Stanford AI Team Engulfed in Plagiarism Scandal: Llama 3-V Accused of Copying Tsinghua’s Model

On May 29, a team from Stanford University announced the development of Llama 3-V, a groundbreaking AI model, claiming it outperformed other leading models like GPT-4V, Gemini Ultra, and Claude Opus, while being significantly smaller and cheaper to train. However, the excitement was short-lived as accusations of plagiarism emerged, suggesting that Llama 3-V heavily borrowed from the MiniCPM-Llama3-V 2.5 model developed by Tsinghua University's AI company, Mianbi Intelligence.

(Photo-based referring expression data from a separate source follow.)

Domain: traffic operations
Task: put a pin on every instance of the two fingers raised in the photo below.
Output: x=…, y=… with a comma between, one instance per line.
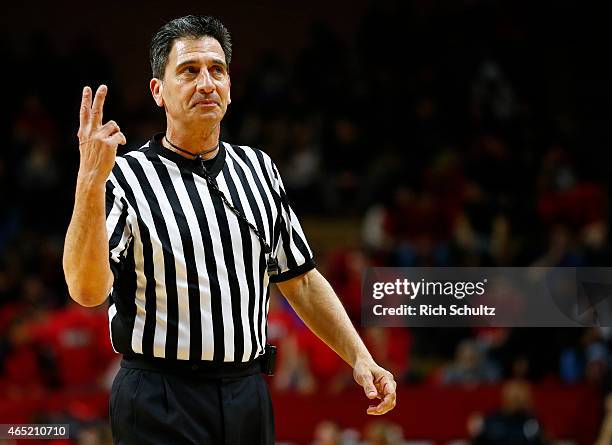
x=91, y=114
x=90, y=117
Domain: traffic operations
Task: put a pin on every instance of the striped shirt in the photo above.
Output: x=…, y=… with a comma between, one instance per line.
x=190, y=280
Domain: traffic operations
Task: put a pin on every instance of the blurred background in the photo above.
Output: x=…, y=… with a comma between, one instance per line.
x=409, y=133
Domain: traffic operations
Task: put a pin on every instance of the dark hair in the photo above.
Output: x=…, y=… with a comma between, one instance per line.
x=190, y=26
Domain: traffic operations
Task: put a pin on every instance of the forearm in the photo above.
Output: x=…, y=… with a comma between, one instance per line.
x=316, y=303
x=86, y=259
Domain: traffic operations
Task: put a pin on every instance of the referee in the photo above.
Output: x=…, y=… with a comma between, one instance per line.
x=184, y=237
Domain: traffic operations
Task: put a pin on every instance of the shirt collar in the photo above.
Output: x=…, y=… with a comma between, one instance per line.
x=192, y=165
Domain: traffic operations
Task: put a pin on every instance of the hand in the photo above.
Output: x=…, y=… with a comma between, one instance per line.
x=97, y=142
x=377, y=383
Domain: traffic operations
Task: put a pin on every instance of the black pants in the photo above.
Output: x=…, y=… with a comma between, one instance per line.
x=154, y=407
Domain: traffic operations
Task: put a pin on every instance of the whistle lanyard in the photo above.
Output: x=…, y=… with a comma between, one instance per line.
x=272, y=267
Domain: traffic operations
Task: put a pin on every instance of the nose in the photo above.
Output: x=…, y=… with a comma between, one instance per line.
x=205, y=82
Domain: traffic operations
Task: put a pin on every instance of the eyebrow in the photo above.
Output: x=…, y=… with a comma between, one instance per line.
x=215, y=61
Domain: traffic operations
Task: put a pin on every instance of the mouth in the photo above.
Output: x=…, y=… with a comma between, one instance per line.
x=206, y=103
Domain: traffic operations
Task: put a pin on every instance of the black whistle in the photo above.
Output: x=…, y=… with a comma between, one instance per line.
x=273, y=268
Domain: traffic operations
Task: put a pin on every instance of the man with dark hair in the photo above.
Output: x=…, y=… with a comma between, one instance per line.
x=184, y=236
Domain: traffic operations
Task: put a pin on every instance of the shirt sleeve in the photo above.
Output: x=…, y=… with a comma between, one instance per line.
x=118, y=229
x=292, y=250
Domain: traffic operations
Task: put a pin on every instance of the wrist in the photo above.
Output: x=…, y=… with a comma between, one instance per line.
x=87, y=180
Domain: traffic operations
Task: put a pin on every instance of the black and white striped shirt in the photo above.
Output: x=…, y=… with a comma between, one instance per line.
x=190, y=278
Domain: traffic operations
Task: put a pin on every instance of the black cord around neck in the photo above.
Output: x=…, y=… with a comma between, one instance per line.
x=195, y=155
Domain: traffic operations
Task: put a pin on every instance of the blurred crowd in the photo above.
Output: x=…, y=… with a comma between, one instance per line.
x=450, y=135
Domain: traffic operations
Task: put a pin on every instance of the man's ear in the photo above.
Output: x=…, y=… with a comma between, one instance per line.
x=229, y=91
x=157, y=88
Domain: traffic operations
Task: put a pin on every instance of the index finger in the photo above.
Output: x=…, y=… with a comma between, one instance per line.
x=386, y=387
x=85, y=107
x=386, y=405
x=98, y=105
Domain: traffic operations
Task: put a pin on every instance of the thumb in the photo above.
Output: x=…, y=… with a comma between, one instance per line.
x=366, y=380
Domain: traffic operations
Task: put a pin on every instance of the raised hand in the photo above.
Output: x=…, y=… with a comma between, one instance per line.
x=97, y=143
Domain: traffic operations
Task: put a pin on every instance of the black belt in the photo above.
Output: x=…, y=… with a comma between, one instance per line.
x=195, y=368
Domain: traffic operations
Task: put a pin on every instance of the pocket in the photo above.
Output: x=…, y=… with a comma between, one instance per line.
x=134, y=396
x=266, y=412
x=115, y=390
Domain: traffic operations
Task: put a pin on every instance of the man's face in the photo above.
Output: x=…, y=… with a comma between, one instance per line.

The controversy has since escalated, with evidence surfacing that Llama 3-V might have copied substantial parts of the MiniCPM model, leading to a heated debate in the AI community.

Key Takeaways

Model Announcement: Stanford's team claimed Llama 3-V was a superior, cost-effective model compared to other leading AI models.
Plagiarism Allegations: The model was accused of copying from Tsinghua's MiniCPM-Llama3-V 2.5, including its structure and code.
Evidence of Plagiarism: Detailed comparisons revealed striking similarities between the models, including shared configurations and codebases.
Stanford's Defense: The Stanford team denied the accusations, stating they used only the tokenizer from MiniCPM.
Deletion of Evidence: Following the controversy, the Stanford team deleted related posts and repositories, further fueling suspicions.

Analysis

The scandal began when the Stanford team published an article on Medium, boasting about Llama 3-V's capabilities. The model was promoted as a state-of-the-art, multimodal AI significantly smaller and cheaper than its competitors. However, AI enthusiasts and experts soon noticed that Llama 3-V bore an uncanny resemblance to Tsinghua's MiniCPM-Llama3-V 2.5.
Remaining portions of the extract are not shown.